По странному стечению благоприятных обстоятельств он все-таки разыскал гостиную и сидел там в одиночестве.
– А! Сестрица! – сказал он. – Вот я и пришел, видите. А вы небось думали, я совсем пропал. Ну как вы нынче в своем здоровье?
Мисс Чарити ответила, что она совсем здорова, и подала руку мистеру Чезлвиту.
– Вот это правильно, – сказал мистер Джонас, – и после дороги вы тоже, я думаю, успели отдохнуть? Ну, а как та, другая?
– Сестра, кажется, хорошо себя чувствует, – отвечала молодая особа. – Я не слыхала, чтобы она жаловалась на нездоровье. Может быть, вы хотите ее видеть? Подите спросите сами.
– Нет, нет, сестрица! – сказал мистер Джонас, усаживаясь рядом с нею под окном. – Не спешите; это, знаете ли, совершенно ни к чему. Какая вы все-таки злая!
– Об этом не вам судить, злая я или нет, – отпарировала Черри.
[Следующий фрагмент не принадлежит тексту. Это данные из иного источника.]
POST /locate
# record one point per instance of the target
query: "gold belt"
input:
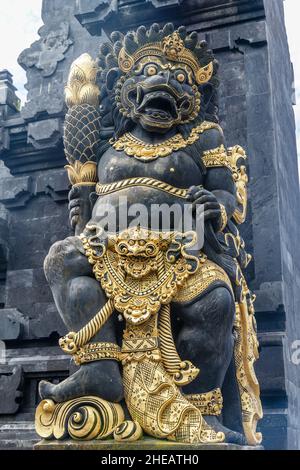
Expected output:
(108, 188)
– Что ж, может быть и так, – отвечал мистер Джонас. – Послушайте! Вы небось думали, что я пропал, а? Вы так мне и не сказали.
– Я совсем об этом не думала, – объявила Черри.
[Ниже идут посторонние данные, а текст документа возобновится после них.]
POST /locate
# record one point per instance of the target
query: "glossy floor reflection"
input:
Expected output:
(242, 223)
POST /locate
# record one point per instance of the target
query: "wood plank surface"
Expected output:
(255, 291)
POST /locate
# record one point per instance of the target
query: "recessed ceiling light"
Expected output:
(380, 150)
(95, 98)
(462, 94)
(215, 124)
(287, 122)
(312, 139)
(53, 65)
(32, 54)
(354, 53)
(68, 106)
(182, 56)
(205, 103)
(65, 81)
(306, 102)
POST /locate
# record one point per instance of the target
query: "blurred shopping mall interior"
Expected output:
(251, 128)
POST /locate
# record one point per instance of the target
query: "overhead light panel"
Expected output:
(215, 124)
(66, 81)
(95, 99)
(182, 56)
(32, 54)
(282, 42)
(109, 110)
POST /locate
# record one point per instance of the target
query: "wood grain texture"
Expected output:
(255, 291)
– Вот как, не думали? – повторил Джонас, размышляя над этим странным ответом. – А та, другая?
– Как это я могу вам сказать, что думала или чего не думала моя сестра? – воскликнула Черри. – Она мне ничего не говорила об этом – ни да, ни нет.
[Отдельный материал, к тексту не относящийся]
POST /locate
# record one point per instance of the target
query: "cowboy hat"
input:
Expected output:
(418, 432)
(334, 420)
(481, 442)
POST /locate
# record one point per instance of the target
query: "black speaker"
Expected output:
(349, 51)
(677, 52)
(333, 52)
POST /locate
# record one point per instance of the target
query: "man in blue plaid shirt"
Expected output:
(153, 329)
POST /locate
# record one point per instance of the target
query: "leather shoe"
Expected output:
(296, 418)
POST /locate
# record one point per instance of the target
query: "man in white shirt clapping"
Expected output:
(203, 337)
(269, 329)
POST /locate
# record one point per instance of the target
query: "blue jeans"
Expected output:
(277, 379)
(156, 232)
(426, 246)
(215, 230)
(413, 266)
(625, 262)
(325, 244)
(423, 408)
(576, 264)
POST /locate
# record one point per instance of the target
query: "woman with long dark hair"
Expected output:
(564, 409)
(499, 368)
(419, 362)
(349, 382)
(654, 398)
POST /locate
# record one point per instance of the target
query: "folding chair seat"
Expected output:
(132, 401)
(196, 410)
– И даже не смеялась надо мной? – спросил Джонас.
– Нет, даже и не смеялась.
– Вот здорова смеяться, верно? – сказал Джонас, понизив голос.
– Она очень веселая.
– Веселость хорошая вещь, когда не ведет к мотовству. Верно? – спросил мистер Джонас.
– Да, вот именно, – поддакнула Черри со скромностью, которая достаточно ясно свидетельствовала о том, что в ее согласии нет корысти.
– Вот, например, ваша веселость, – заметил мистер Джонас, подтолкнув ее локтем. – Я бы и раньше пришел повидаться с вами, да не знал, где вы живете. Что вы так быстро убежали тогда утром?
– Я должна слушаться того, что папа скажет, – отвечала мисс Чарити.
– Жалко, что мне он ничего не сказал, – возразил ее кузен, – тогда бы я вас разыскал раньше. Да я и сейчас не нашел бы вас, если б не встретил его на улице нынче утром. Ну и хитрец и проныра же он у вас! Настоящий старый кот, верно?
– Я попрошу вас, мистер Джонас, выражаться почтительнее о моем папе, – сказала Чарити. – Я не могу позволить такого тона даже в шутку.
– Ну вот! Ей-богу, про моего папашу можете говорить все что угодно, я вам позволяю, – сказал мистер Джонас. – Надо полагать, в жилах у него не кровь, а какая-нибудь ядовитая гадость. Как вы думаете, сестрица, сколько лет моему папаше?
– Не мало, конечно, – отвечала мисс Чарити, – но это такой доброй души старичок.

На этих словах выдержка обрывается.